This is the second of three articles exploring peer-to-peer communications and how these technologies could impact the timeliness and relevance of emergency alerting.
Last week I wrote about the basics of peer-to-peer alerting for mobile devices and how peer networks might facilitate the dissemination of alerts. In this article I provide several examples of technologies that demonstrate the first of two types of peer networks called “mesh” networks.
To recap from Part I: in a mesh network all devices that have some kind of peer relationship, talk to each other, and co-exist as equal peers. As devices move out of the network and form new ones with new peers, information is continually shared.
There are many existing systems using peer-to-peer networks that may be valuable to consider when improving peer-to-peer alerting. These first examples use mesh networks to share important data among peers. In the Part III of this series, I will give examples of “star” networks and finish up with examples of combined mesh/star networks.
Examples of Existing Mesh Networks
University of Michigan
The University of Michigan Transportation Research Institute has teamed up with the National Highway Traffic Safety Administration to start testing peer networks among vehicles. In August this year almost 3,000 cars, trucks and buses hit the road in the Ann Arbor area with dedicated short-range communications (DSRC) devices. These DSRCs continually transmit a “here I am” signal to the vehicles around them that trigger another vehicle’s warning system if the two get too close.
When one of the vehicles picks up a signal from another and a collision is imminent, a signal alerts the driver to take action, with the hope of turning a collision into a near miss. Clearly the more quickly that the two vehicles share their whereabouts with each other, the more time the driver has to take action.
Airmobs, an MIT Media Lab project, provides a marketplace for sharing Internet connectivity. This is particularly beneficial when one device has no available Internet connection and another device has excellent network connectivity and a full battery. Airmobs facilitates the bartering of airtime between mobile phone users: users gain airtime credit when they share their connectivity then use that credit when they themselves cannot connect.
Barclays Banks in the UK has recently upgraded its Pingit mobile money transfer service. Using their iOS, Android, or Blackberry mobile apps, Barclay customers and non-customers alike can link a UK mobile phone number with their UK bank account to send and receive money. This is the first service of its kind in Europe. Not only can a Londoner pay her tab at a participating commercial establishment using her phone, similar to Google Wallet, she can also use it to pay the 10 pounds she owes her brother.
By considering each example, developers of peer alerting networks have opportunities to learn from existing technologies to improve their own. The communication protocols that vehicle networks use to share data so quickly provide tremendous insight into ways to share alerts as fast as possible. Airmobs demonstrates that users can share connectivity with their peers using a mobile device network, which could be very important for sharing alerts if a cell carrier’s network is down.
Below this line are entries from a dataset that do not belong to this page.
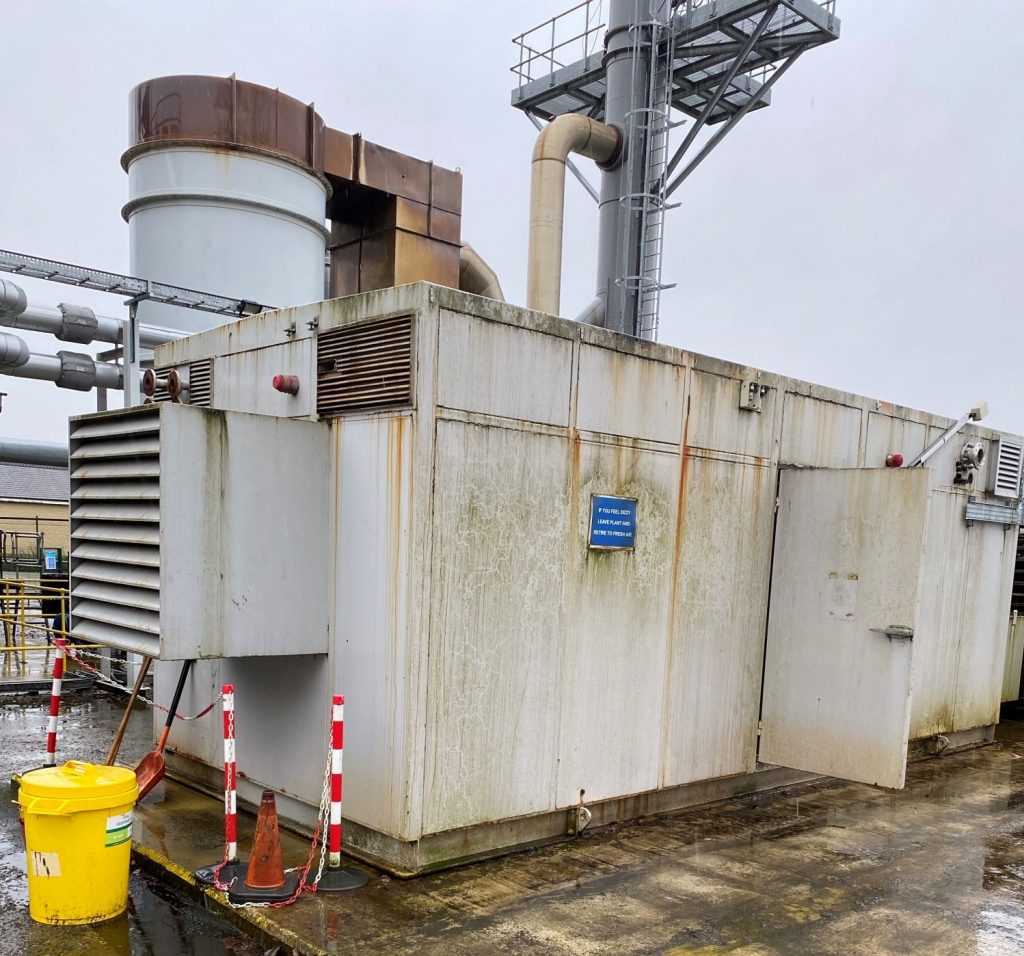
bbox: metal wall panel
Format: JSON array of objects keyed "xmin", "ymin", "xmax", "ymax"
[
  {"xmin": 331, "ymin": 414, "xmax": 417, "ymax": 836},
  {"xmin": 686, "ymin": 368, "xmax": 781, "ymax": 460},
  {"xmin": 153, "ymin": 655, "xmax": 329, "ymax": 806},
  {"xmin": 910, "ymin": 490, "xmax": 969, "ymax": 740},
  {"xmin": 953, "ymin": 522, "xmax": 1017, "ymax": 730},
  {"xmin": 779, "ymin": 392, "xmax": 862, "ymax": 468},
  {"xmin": 558, "ymin": 442, "xmax": 679, "ymax": 807},
  {"xmin": 423, "ymin": 421, "xmax": 577, "ymax": 832},
  {"xmin": 577, "ymin": 344, "xmax": 686, "ymax": 444},
  {"xmin": 437, "ymin": 309, "xmax": 572, "ymax": 426},
  {"xmin": 158, "ymin": 403, "xmax": 330, "ymax": 660},
  {"xmin": 213, "ymin": 339, "xmax": 316, "ymax": 419},
  {"xmin": 864, "ymin": 411, "xmax": 930, "ymax": 468},
  {"xmin": 760, "ymin": 468, "xmax": 928, "ymax": 787},
  {"xmin": 663, "ymin": 456, "xmax": 776, "ymax": 786}
]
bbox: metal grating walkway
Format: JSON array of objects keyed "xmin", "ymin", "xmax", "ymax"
[{"xmin": 512, "ymin": 0, "xmax": 840, "ymax": 124}]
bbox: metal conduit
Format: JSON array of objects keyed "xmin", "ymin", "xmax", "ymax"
[{"xmin": 526, "ymin": 114, "xmax": 622, "ymax": 315}]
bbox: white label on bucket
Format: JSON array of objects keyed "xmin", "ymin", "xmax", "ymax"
[
  {"xmin": 32, "ymin": 850, "xmax": 60, "ymax": 876},
  {"xmin": 106, "ymin": 810, "xmax": 131, "ymax": 846}
]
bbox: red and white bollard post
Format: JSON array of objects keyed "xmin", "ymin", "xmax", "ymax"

Finally, Pingit connects third-party data (bank account information) with a user’s peer network, which opens the possibility for incorporating more detailed information with an alert.
Next week I will publish Peer-to-Peer Alert Systems Part III to wrap up this series on peer-to-peer networks. My hope is that readers will be inspired to research some of these technologies and develop their own ideas for improving peer alerting.